A ansiedade nervosa que ela sentira ontem, pronta para se entregar a ele.

Cada momento tão vívido — e agora, para sempre fora de alcance.

Só ontem eles tinham brincado sobre o casamento.

Ele prometera ligar todos os dias, fazer videochamada toda semana para que ela pudesse ouvir a voz dele, ver o rosto dele.

Agora essas promessas estavam em pedaços.

Ela conseguiria mesmo fingir que nada aconteceu e falar com ele de novo?

Não.

Não haveria casamento.

Nem futuro.

Nem filhos.

Não restava nada.

Um guincho estridente de freios arrancou Cora dos próprios pensamentos.

Ela piscou e percebeu que estava parada no meio da rua.

Um carro tinha parado a poucos centímetros dela.

Ela cambaleou de volta para a calçada, o coração disparado.

O motorista xingou e então acelerou, indo embora.

O celular dela ainda tocava.

A mãe de Matt.

Cora limpou o rosto, puxou o ar e atendeu.

—Alô…

A voz gelada da mulher a cortou na mesma hora.

—Cora, o Matt foi transferido para a sede. A posição dele vai ser diferente quando ele voltar. Eu tolerava o relacionamento de vocês porque ele gostava de você, mas agora que vocês vão estar em estados diferentes, é melhor você se afastar. Não se agarre a ele.

A mão de Cora tremeu em torno do telefone.
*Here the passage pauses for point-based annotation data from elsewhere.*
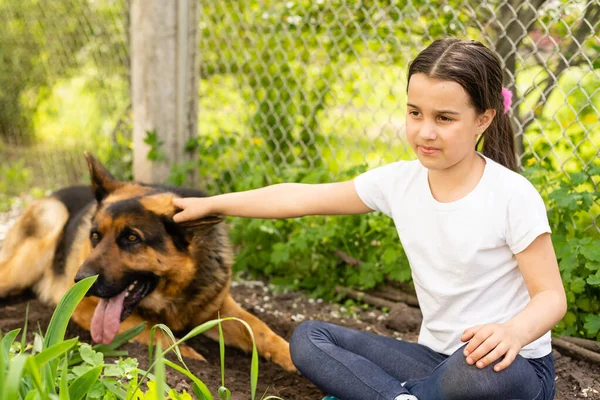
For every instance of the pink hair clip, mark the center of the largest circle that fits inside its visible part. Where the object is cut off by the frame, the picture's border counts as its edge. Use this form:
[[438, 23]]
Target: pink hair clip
[[507, 96]]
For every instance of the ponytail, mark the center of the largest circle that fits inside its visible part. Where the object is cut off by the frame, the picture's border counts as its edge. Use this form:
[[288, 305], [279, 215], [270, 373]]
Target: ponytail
[[499, 142]]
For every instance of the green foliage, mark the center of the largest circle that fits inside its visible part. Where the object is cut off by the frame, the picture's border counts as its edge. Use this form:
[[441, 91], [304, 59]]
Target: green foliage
[[301, 253], [573, 204], [55, 368]]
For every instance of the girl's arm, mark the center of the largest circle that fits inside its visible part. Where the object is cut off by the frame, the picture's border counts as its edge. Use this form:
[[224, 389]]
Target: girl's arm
[[547, 306], [285, 200]]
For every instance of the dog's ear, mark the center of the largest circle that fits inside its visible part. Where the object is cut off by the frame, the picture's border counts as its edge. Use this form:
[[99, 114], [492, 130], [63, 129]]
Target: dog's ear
[[183, 233], [103, 183], [200, 224]]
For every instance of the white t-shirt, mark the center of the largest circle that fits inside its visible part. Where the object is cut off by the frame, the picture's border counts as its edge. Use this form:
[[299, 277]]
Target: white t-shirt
[[462, 253]]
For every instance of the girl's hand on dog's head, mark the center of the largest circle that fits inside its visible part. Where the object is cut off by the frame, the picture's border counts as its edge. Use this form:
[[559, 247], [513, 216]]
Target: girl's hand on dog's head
[[191, 208]]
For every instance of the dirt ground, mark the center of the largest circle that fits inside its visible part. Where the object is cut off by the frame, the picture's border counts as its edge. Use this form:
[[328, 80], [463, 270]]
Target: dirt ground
[[281, 311]]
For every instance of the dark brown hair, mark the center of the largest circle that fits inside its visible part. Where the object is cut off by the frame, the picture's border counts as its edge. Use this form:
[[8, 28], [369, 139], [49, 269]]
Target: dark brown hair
[[473, 66]]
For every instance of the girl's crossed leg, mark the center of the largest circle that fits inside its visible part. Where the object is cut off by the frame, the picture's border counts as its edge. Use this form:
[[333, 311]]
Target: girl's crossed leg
[[356, 365]]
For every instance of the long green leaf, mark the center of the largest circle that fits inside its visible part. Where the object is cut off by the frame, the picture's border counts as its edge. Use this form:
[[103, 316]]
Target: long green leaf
[[24, 335], [204, 392], [114, 389], [34, 370], [54, 351], [222, 350], [168, 331], [132, 384], [59, 321], [62, 314], [159, 372], [13, 379], [81, 386], [3, 364], [120, 339], [254, 363], [8, 340], [64, 381]]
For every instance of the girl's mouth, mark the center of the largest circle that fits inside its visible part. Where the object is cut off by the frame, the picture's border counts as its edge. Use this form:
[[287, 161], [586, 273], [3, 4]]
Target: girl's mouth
[[428, 150]]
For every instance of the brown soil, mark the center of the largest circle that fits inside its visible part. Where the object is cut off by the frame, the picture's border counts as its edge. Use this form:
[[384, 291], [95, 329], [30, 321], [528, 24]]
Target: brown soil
[[283, 311]]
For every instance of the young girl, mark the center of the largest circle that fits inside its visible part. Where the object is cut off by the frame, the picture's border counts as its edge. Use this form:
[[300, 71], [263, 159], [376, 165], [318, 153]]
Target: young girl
[[476, 235]]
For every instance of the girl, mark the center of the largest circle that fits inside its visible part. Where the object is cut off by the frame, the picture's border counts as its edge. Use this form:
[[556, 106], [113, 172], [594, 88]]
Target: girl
[[476, 235]]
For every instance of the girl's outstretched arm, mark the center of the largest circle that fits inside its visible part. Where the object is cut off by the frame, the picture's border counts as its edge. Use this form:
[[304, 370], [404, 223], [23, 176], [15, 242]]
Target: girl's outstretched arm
[[285, 200]]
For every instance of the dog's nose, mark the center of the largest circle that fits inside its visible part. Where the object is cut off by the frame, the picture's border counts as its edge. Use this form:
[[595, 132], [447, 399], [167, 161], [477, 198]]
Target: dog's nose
[[83, 273]]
—Tem outra garota que foi com ele — a mãe de Matt continuou, num tom suave. — A família dela é excelente, e foi ela quem o recomendou para a promoção. Achamos que eles combinam mais. Você é de cidade pequena — os estilos de vida de vocês são diferentes. Se você puder terminar por conta própria, será melhor.

A ligação terminou com um clique baixo.

Cora ficou paralisada na calçada, encarando o próprio reflexo na vitrine de uma loja.

Ela e Matt tinham se amado de verdade — então por que parecia que o mundo inteiro estava determinado a separá-los?